Polish Project vs “Poland”

            Edit 27 Feb 2016.  Edit 18 Sep 2016.

            In my Fall 2009 publication I discuss reasons for considering the Polish Project as representative of historical Poland.  Accordingly, my table of haplogroups have in the past been based on all the Polish Project samples with Y-DNA STR data.  Since 2015, I restrict the data to samples that indicate “Poland” as the place of origin for their earliest known male line ancestor.  There are issues with the use of “Poland”.  These issues are discussed in the next topic.  This topic provides my reasons for the change.

            The basic reason:  the Polish Project now has too many samples from the countries bordering Poland.  Many if not most of these are probably not from the region of historical Poland.

            There are good reasons for allowing men to join the Polish Project even with ancestry from regions somewhat beyond the largest borders of historical Poland.  The Y-haplogroups for these regions are present in Poland, and more data is helpful in the task of determining the branching of haplogroups.  Discovery of the branching SNPs is one goal of the Polish Project.

            Another reason:  Mayka has been doing a great job of analysis of Polish Project data, and keeping the web page up to date.  This has attracted men from border countries to join the project, in order to learn their haplogroup branch, and in order to see the names of their distant male line relatives.  This fills another goal of the Polish Project.  Some of the neighboring countries do not have such well managed projects.

            A big reason:  Effort:  It takes a lot of effort for Mayka to determine which samples are not from the region of historical Poland.  In most cases in the past, the men needed to be contacted by email.  Mayka had been analyzing such  samples, and flagging them as “No Public Display” so they were not displayed in the public web pages.  With the growth of the Polish Project, this effort has become too great.  Some samples obviously not connected to the region of Europe near Poland are still flagged with “No Public Display”.

            I mention above that more data is helpful.  Restriction to “Poland” means less data, which means less statistical accuracy.  This was another of my reasons for considering the full Polish Project in the past.  The Polish Project has grown a lot over the years, however, so the restriction to “Poland” is no longer a very serious issue.

            There are other Y-DNA projects that could be combined with the Polish Project data to produce a larger “Poland” database.  However, these other projects concentrate on specific haplogroups or on other countries;  I know of no way to combine projects and adjust for bias to particular haplogroups.

            Men with “Poland” provided for origin who do not join the Polish Project may be relatively less certain of their Polish male line ancestry, so the Polish Project may well serve as a more concentrated database regarding Polish ethnicity.  Ethnicity is discussed in the following topics.

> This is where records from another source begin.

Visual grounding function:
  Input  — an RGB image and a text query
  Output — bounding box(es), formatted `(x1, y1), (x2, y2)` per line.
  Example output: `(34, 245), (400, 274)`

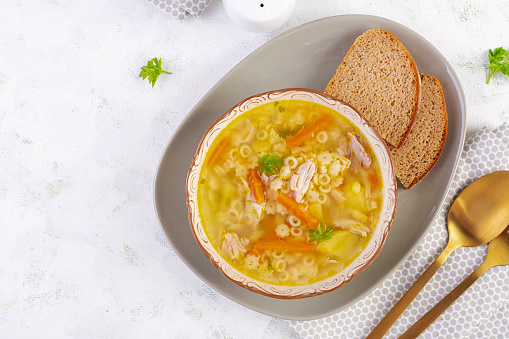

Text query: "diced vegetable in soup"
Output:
(198, 100), (382, 285)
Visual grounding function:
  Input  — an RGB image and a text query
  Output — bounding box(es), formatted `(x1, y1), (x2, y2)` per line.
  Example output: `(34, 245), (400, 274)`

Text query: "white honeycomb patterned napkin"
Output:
(289, 124), (509, 339)
(147, 0), (210, 21)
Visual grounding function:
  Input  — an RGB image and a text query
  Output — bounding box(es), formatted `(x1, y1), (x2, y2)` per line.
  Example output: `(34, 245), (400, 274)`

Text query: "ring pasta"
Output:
(198, 100), (382, 285)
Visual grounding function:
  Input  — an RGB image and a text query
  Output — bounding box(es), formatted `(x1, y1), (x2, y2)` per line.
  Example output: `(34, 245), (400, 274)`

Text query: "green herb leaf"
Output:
(258, 154), (285, 175)
(139, 58), (172, 87)
(486, 47), (509, 84)
(308, 221), (334, 244)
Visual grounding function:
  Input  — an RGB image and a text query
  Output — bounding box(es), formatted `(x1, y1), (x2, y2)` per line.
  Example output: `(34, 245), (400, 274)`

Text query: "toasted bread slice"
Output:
(324, 28), (421, 148)
(388, 75), (447, 189)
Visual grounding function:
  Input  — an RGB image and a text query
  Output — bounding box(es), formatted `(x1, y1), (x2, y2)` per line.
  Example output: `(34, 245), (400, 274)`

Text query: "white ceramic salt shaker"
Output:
(223, 0), (296, 33)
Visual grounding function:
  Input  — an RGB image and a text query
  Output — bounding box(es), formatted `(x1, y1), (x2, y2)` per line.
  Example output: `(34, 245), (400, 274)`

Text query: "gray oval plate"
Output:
(154, 15), (465, 320)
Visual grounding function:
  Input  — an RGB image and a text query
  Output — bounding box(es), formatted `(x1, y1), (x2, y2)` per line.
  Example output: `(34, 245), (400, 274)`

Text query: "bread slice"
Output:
(324, 28), (421, 148)
(388, 75), (447, 189)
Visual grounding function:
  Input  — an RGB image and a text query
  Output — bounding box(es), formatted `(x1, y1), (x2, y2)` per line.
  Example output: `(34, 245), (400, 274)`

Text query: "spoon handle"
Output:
(399, 261), (494, 339)
(366, 242), (458, 339)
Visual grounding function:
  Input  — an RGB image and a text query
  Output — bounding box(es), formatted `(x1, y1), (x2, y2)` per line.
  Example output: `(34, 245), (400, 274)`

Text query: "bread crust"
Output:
(324, 28), (421, 148)
(389, 75), (448, 189)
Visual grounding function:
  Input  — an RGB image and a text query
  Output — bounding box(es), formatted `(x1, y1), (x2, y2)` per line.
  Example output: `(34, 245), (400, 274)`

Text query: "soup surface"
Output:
(198, 100), (382, 285)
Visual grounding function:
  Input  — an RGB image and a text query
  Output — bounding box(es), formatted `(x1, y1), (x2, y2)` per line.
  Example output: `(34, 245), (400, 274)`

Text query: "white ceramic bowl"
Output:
(186, 89), (397, 299)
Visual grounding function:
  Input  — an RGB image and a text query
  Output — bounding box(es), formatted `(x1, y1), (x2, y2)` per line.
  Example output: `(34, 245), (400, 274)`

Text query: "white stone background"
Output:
(0, 0), (509, 338)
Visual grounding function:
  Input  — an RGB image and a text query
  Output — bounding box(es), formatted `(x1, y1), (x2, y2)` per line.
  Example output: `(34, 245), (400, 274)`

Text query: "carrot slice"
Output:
(286, 114), (332, 148)
(207, 138), (230, 168)
(248, 168), (265, 204)
(255, 240), (315, 253)
(368, 173), (378, 186)
(276, 192), (320, 229)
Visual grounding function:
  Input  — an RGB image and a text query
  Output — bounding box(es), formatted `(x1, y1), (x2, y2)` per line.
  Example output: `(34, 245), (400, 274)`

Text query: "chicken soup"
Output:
(198, 100), (382, 285)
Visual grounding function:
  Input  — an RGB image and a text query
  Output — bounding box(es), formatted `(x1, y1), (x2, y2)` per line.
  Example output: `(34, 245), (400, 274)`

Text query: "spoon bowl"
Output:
(366, 171), (509, 339)
(447, 171), (509, 247)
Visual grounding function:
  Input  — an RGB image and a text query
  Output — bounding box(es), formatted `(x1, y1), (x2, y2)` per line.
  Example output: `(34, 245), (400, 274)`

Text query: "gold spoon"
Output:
(366, 171), (509, 339)
(399, 227), (509, 339)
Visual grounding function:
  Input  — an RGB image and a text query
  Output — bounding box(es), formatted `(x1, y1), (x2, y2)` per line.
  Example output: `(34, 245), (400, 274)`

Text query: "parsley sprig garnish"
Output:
(487, 47), (509, 84)
(258, 154), (285, 175)
(308, 221), (334, 244)
(139, 58), (172, 87)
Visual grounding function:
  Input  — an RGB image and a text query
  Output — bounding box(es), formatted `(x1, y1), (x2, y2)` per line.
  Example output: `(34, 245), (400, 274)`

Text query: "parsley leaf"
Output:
(487, 47), (509, 84)
(308, 221), (334, 244)
(138, 58), (172, 87)
(258, 154), (285, 175)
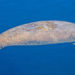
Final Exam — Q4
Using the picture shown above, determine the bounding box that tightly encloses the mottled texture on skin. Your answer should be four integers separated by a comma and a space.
0, 21, 75, 47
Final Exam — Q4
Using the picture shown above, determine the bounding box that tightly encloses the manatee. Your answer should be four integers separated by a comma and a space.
0, 20, 75, 48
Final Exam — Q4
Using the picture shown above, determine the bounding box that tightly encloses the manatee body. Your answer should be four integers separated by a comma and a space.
0, 21, 75, 48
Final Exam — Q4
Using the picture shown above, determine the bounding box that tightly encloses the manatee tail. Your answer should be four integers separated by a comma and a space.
0, 34, 6, 50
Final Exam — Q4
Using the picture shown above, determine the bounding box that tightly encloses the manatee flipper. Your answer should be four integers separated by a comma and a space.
0, 34, 6, 50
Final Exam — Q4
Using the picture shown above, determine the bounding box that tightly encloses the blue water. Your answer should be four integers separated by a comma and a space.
0, 0, 75, 75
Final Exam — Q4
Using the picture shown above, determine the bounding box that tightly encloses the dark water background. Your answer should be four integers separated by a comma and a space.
0, 0, 75, 75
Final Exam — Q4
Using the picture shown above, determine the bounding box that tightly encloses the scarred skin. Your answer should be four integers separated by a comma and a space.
0, 21, 75, 47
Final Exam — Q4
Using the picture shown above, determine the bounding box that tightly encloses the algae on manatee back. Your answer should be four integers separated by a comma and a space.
0, 21, 75, 48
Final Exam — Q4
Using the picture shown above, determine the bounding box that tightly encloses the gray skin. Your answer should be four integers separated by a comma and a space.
0, 21, 75, 48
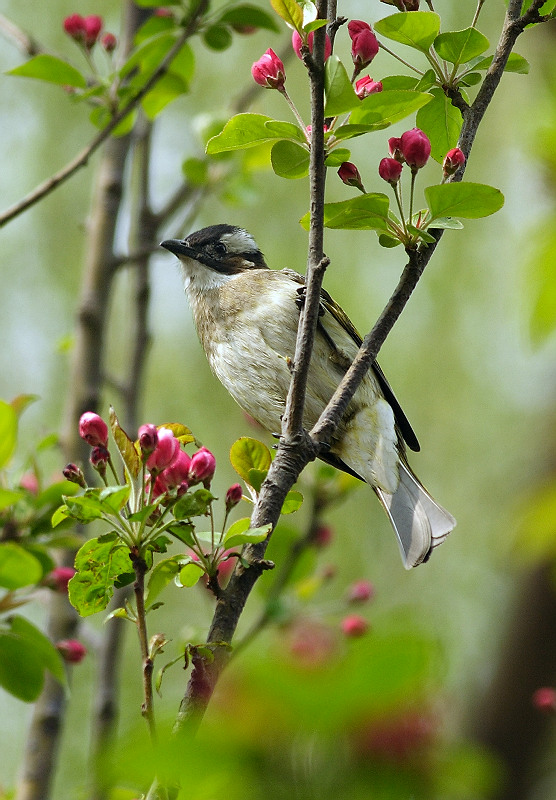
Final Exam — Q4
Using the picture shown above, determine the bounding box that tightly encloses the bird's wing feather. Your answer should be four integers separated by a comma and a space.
282, 269, 421, 454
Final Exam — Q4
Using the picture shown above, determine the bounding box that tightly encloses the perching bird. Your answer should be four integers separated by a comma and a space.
162, 225, 456, 569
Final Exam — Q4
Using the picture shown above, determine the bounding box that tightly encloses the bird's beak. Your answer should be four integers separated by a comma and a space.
160, 239, 197, 258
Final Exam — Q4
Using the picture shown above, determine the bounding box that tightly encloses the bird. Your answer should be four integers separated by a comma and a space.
161, 224, 456, 569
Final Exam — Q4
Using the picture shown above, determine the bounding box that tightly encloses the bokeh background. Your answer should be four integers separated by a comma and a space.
0, 0, 556, 800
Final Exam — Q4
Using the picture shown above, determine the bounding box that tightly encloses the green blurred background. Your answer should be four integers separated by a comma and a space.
0, 0, 556, 800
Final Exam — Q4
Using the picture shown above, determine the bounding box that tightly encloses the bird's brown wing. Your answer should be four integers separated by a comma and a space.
282, 269, 421, 454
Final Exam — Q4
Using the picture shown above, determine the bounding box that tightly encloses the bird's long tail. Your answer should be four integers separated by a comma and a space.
375, 461, 456, 569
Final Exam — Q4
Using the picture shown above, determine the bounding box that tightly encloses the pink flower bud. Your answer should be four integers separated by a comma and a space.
338, 161, 365, 193
189, 447, 216, 486
100, 33, 118, 53
355, 75, 382, 100
89, 445, 110, 475
137, 423, 158, 456
292, 31, 332, 61
155, 448, 191, 493
348, 19, 379, 72
251, 48, 286, 90
79, 411, 108, 447
56, 639, 87, 664
378, 158, 403, 186
532, 686, 556, 714
226, 483, 243, 511
388, 136, 405, 164
62, 464, 87, 489
64, 14, 85, 42
347, 580, 375, 603
43, 567, 75, 594
341, 614, 369, 639
400, 128, 431, 171
19, 472, 39, 495
442, 147, 465, 175
83, 14, 102, 50
147, 428, 181, 472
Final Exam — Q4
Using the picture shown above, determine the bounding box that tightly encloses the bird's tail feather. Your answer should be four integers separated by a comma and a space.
375, 461, 456, 569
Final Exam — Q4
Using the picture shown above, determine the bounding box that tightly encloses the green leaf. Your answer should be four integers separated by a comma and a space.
141, 72, 189, 120
203, 25, 233, 50
99, 486, 131, 514
174, 489, 216, 519
10, 615, 67, 685
0, 400, 17, 469
222, 520, 272, 548
374, 11, 440, 53
300, 193, 390, 231
69, 539, 130, 617
220, 3, 280, 33
108, 406, 141, 478
473, 53, 529, 75
280, 490, 303, 514
145, 556, 183, 607
270, 140, 309, 179
179, 561, 205, 587
324, 55, 361, 117
0, 489, 25, 510
8, 53, 87, 89
230, 436, 272, 482
0, 615, 66, 702
270, 0, 303, 32
206, 114, 303, 155
415, 89, 462, 163
434, 28, 490, 65
350, 90, 432, 130
0, 542, 43, 591
425, 182, 504, 219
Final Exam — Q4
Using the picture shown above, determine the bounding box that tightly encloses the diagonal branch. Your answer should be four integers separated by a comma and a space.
0, 0, 208, 228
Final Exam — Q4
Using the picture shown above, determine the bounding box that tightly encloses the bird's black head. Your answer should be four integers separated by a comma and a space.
161, 224, 267, 275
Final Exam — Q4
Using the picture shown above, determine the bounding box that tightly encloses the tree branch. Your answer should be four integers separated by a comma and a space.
0, 0, 208, 228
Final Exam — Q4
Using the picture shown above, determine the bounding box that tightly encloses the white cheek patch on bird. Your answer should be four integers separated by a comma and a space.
162, 224, 456, 569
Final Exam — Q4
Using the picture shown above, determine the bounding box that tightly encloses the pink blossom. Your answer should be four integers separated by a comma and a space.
147, 428, 180, 472
348, 19, 379, 72
251, 48, 286, 90
400, 128, 431, 170
378, 158, 403, 186
355, 75, 382, 100
79, 411, 108, 447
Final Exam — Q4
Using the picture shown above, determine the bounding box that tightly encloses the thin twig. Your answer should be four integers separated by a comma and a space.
0, 0, 208, 228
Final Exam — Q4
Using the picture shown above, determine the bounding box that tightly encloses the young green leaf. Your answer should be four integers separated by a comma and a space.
324, 55, 361, 117
0, 400, 17, 469
270, 140, 309, 180
8, 53, 87, 89
222, 520, 272, 548
270, 0, 303, 32
68, 539, 130, 617
434, 28, 490, 65
350, 89, 432, 130
425, 182, 504, 219
179, 561, 205, 587
374, 11, 440, 53
206, 113, 291, 155
108, 406, 141, 478
415, 89, 462, 163
230, 436, 272, 481
300, 193, 390, 231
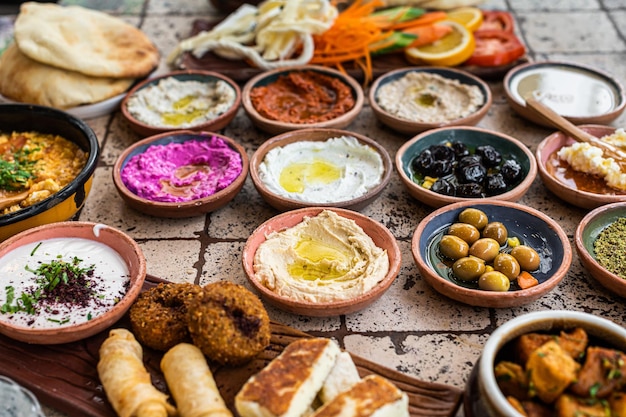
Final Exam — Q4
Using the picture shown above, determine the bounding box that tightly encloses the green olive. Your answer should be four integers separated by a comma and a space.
469, 237, 500, 262
482, 222, 509, 246
459, 208, 489, 230
452, 256, 485, 281
439, 235, 469, 261
478, 271, 511, 292
511, 245, 541, 271
493, 253, 522, 280
448, 223, 480, 245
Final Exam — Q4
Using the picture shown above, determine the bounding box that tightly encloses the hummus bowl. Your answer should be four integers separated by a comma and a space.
574, 201, 626, 297
113, 130, 249, 218
0, 221, 146, 344
0, 104, 100, 241
242, 207, 401, 317
250, 128, 393, 211
241, 65, 364, 135
120, 70, 241, 137
535, 125, 626, 209
395, 126, 537, 207
411, 200, 572, 308
369, 67, 493, 135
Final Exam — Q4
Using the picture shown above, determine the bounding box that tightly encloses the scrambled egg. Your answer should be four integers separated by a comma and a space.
0, 132, 88, 214
557, 129, 626, 190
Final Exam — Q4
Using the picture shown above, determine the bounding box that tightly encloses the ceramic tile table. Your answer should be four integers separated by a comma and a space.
1, 0, 626, 416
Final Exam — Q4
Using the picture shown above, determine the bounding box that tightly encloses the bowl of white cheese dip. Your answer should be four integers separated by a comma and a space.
250, 128, 393, 211
0, 222, 146, 344
120, 70, 241, 137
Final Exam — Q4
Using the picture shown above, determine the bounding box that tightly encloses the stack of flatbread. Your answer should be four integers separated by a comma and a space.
0, 2, 160, 109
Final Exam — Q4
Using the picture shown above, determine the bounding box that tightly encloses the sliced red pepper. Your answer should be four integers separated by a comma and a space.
465, 30, 526, 67
476, 10, 514, 33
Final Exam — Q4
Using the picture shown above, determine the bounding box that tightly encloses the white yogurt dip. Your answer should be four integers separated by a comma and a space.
258, 136, 385, 203
0, 238, 130, 329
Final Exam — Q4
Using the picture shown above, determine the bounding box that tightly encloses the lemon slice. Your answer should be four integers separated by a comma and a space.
446, 6, 483, 32
405, 20, 476, 67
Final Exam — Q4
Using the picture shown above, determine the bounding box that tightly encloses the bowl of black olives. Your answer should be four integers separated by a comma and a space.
395, 126, 537, 208
411, 200, 572, 308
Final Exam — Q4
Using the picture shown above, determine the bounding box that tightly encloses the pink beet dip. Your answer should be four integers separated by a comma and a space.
120, 136, 242, 203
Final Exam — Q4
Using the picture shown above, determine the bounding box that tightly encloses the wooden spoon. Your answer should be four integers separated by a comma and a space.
526, 97, 626, 171
0, 191, 28, 210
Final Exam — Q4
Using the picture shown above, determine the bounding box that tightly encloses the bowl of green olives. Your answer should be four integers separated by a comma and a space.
411, 200, 572, 308
395, 126, 537, 208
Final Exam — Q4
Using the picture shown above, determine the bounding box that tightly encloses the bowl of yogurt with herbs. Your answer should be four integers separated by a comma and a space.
0, 222, 146, 344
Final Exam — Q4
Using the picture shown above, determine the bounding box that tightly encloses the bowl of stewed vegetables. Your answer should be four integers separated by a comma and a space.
395, 126, 537, 208
411, 200, 572, 308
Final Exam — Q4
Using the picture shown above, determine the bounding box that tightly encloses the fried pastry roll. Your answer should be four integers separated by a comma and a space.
161, 343, 233, 417
98, 329, 176, 417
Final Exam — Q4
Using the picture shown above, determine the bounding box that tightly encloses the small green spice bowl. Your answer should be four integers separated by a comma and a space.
574, 202, 626, 297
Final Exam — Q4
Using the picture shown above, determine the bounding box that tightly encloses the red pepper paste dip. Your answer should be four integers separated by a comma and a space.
250, 71, 355, 124
120, 136, 243, 203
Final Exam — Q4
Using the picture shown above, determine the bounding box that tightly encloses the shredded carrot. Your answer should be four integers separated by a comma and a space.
517, 271, 539, 290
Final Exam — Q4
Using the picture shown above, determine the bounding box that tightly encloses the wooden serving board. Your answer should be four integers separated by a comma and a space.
180, 20, 529, 83
0, 277, 462, 417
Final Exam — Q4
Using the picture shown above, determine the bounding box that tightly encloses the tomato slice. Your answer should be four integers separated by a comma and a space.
465, 30, 526, 67
476, 10, 514, 33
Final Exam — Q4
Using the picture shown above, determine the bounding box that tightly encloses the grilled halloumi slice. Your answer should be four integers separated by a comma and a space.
235, 338, 340, 417
310, 375, 409, 417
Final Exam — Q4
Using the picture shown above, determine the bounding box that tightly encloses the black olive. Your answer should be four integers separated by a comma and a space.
485, 172, 507, 195
476, 145, 502, 168
430, 178, 455, 195
456, 182, 484, 197
500, 159, 522, 185
452, 142, 470, 160
457, 158, 487, 184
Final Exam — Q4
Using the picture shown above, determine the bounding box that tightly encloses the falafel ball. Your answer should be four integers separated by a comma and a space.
130, 282, 202, 351
188, 281, 270, 365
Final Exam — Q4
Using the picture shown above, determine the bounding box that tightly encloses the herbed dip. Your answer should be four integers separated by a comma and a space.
254, 210, 389, 303
376, 71, 485, 123
126, 77, 236, 129
250, 71, 355, 124
259, 136, 385, 203
0, 238, 130, 329
120, 136, 243, 203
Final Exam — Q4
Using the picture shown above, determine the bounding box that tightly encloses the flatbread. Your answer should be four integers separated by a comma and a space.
14, 2, 160, 78
0, 43, 135, 109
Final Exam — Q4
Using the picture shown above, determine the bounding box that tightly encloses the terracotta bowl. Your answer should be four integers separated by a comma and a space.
463, 310, 626, 417
242, 207, 401, 317
574, 202, 626, 297
535, 125, 626, 209
250, 128, 393, 211
504, 61, 626, 128
411, 200, 572, 308
0, 104, 100, 241
395, 126, 537, 207
241, 65, 364, 135
113, 130, 248, 218
120, 70, 241, 137
369, 67, 492, 135
0, 222, 146, 344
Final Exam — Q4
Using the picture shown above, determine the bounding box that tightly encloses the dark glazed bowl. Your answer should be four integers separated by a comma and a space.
535, 125, 626, 209
395, 126, 537, 207
411, 200, 572, 308
574, 201, 626, 298
369, 67, 493, 135
463, 310, 626, 417
504, 61, 626, 127
120, 70, 241, 136
241, 65, 364, 135
113, 130, 249, 218
0, 104, 100, 241
250, 128, 393, 211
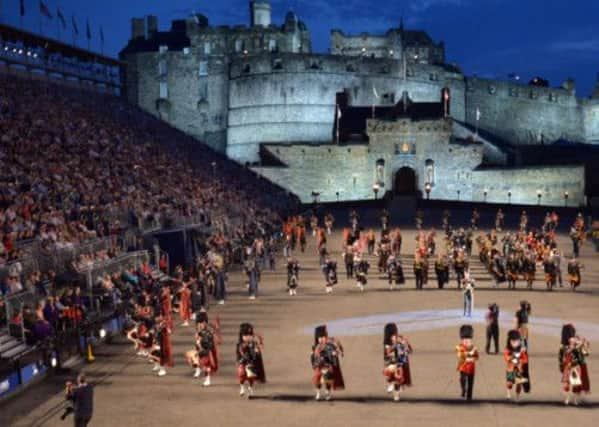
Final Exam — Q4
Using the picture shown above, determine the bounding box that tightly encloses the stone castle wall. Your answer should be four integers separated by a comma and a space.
227, 54, 465, 162
465, 77, 587, 145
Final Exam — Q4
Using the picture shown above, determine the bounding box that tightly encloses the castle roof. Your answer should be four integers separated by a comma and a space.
119, 30, 191, 55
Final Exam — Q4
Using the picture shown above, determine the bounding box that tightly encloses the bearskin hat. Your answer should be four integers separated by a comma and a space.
196, 310, 208, 323
239, 323, 254, 341
383, 323, 397, 345
562, 323, 576, 345
314, 325, 329, 344
460, 325, 474, 339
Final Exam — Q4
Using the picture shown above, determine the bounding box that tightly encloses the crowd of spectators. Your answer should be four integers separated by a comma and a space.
0, 73, 298, 352
0, 74, 298, 265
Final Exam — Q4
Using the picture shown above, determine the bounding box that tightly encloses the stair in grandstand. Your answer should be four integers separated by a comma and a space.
0, 329, 29, 360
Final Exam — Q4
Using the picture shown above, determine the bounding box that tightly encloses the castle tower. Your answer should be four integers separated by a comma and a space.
250, 0, 271, 27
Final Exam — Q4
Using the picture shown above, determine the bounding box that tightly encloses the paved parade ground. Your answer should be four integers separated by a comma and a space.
0, 230, 599, 427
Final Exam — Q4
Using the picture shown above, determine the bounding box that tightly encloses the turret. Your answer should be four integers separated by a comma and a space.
250, 0, 271, 27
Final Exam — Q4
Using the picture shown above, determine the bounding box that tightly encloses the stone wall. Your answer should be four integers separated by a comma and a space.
465, 77, 585, 145
468, 165, 586, 206
227, 54, 465, 162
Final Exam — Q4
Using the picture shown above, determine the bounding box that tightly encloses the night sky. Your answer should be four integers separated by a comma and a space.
0, 0, 599, 96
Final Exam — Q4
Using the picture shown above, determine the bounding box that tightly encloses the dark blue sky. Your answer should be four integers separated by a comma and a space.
0, 0, 599, 96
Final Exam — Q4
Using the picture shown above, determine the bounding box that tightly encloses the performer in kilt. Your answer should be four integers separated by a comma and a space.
568, 257, 582, 291
503, 329, 530, 401
287, 257, 299, 295
456, 325, 478, 401
387, 254, 406, 290
514, 300, 531, 348
383, 323, 413, 402
310, 325, 345, 400
150, 316, 174, 377
185, 310, 220, 387
558, 324, 591, 405
236, 323, 266, 399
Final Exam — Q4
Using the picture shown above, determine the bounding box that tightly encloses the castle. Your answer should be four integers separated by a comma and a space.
120, 0, 599, 205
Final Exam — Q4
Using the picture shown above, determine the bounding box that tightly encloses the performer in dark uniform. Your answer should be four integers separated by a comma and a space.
435, 254, 449, 289
505, 253, 520, 289
387, 254, 406, 290
236, 323, 266, 399
414, 251, 426, 289
568, 258, 582, 291
456, 325, 478, 401
558, 324, 591, 405
522, 254, 537, 289
150, 316, 174, 377
453, 249, 467, 289
354, 254, 370, 292
287, 257, 299, 295
310, 325, 345, 400
485, 303, 499, 354
543, 255, 557, 291
503, 329, 530, 401
514, 300, 531, 348
322, 254, 337, 294
185, 310, 219, 387
383, 323, 413, 402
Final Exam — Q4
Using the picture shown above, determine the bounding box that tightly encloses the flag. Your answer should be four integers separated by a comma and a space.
56, 8, 67, 28
40, 0, 52, 19
71, 15, 79, 36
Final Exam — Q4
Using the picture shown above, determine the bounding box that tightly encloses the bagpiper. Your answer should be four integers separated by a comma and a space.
383, 323, 413, 402
435, 254, 449, 289
568, 257, 582, 291
543, 255, 557, 291
455, 325, 478, 401
503, 329, 530, 401
514, 300, 531, 348
185, 310, 219, 387
322, 253, 337, 294
558, 324, 591, 405
354, 253, 370, 292
310, 325, 345, 400
150, 316, 174, 377
236, 323, 266, 399
287, 257, 299, 295
387, 254, 406, 290
522, 253, 537, 289
505, 253, 520, 289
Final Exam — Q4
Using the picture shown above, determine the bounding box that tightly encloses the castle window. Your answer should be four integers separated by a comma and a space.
268, 39, 277, 52
198, 61, 208, 76
424, 159, 435, 186
374, 159, 385, 187
272, 58, 283, 70
158, 60, 168, 77
160, 82, 168, 99
310, 60, 322, 70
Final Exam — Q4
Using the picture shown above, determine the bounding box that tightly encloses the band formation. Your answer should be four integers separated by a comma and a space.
122, 210, 590, 405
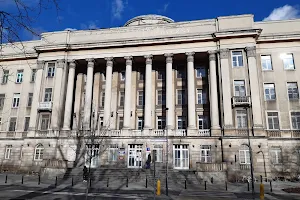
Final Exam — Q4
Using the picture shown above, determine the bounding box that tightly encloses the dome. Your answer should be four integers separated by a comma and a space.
124, 15, 174, 26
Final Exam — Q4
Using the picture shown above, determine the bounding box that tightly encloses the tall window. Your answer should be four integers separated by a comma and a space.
34, 144, 44, 160
27, 93, 33, 107
8, 117, 17, 131
137, 91, 144, 106
47, 63, 55, 77
234, 81, 246, 97
137, 117, 144, 130
287, 82, 299, 99
177, 116, 186, 129
16, 70, 24, 83
157, 116, 166, 129
157, 90, 166, 105
270, 147, 282, 164
260, 55, 273, 70
264, 83, 276, 101
119, 91, 125, 106
2, 70, 9, 84
177, 90, 185, 105
291, 112, 300, 130
40, 114, 50, 131
232, 51, 244, 67
24, 117, 30, 131
280, 53, 295, 69
4, 145, 12, 160
12, 93, 20, 108
236, 110, 247, 128
200, 145, 212, 163
44, 88, 52, 102
267, 112, 279, 130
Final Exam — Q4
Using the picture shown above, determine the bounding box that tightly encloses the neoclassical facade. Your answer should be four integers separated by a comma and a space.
0, 15, 300, 178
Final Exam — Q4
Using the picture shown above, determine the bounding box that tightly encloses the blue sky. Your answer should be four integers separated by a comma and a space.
0, 0, 300, 39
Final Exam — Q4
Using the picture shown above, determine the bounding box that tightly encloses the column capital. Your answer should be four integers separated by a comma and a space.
220, 49, 229, 59
245, 46, 256, 57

            There are issues involved with using self assignment to “Poland” as the criterion for a database.  These issues are discussed in the following topic.  However, there are also issues in using self assignment to a geographical region as the criterion, so my recent change to “Poland” is primarily a change of issues and interpretation, as discussed in the following topics.

 

Issues with “Poland”

            Edit 21 Feb 2016.

            For the Haplogroup Summary Table, my database is those samples from the Polish Project that indicate “Poland” as the earliest known male line ancestor’s origin.  There are issues with this use of “Poland”:

            Partition of Poland.    “Austria” or “Russia” or “Prussia” or “Germany” were used by many Polish immigrants in other countries (mainly USA around 1900) in documentation of place of birth, because Poland did not exist from 1795 to 1918.  Poland was split three ways.  The Austrian sector was in the south.  The Russian sector was in the east.  The Prussian (now German) sector was in the west.  Some men, when submitting their DNA data, correct this and enter “Poland” if they consider their male line Polish, while others who consider their male line Polish just copy the documentation for origin as reported in the immigration document.  The uncorrected data reduces the “Poland” database and thereby reduces the accuracy of haplogroup percentages.  Data may have a bias if correction from certain sectors is more common.  For example, maybe Polish immigrants from Russia said “Poland” as their origin less often than Polish immigrants from Austria said “Poland”;  or vice-versa;  we don’t know which way it might bias.  Insofar as some haplogroups are more common in some sectors than others, this may introduce a bias in the percentages of haplogroups in Poland.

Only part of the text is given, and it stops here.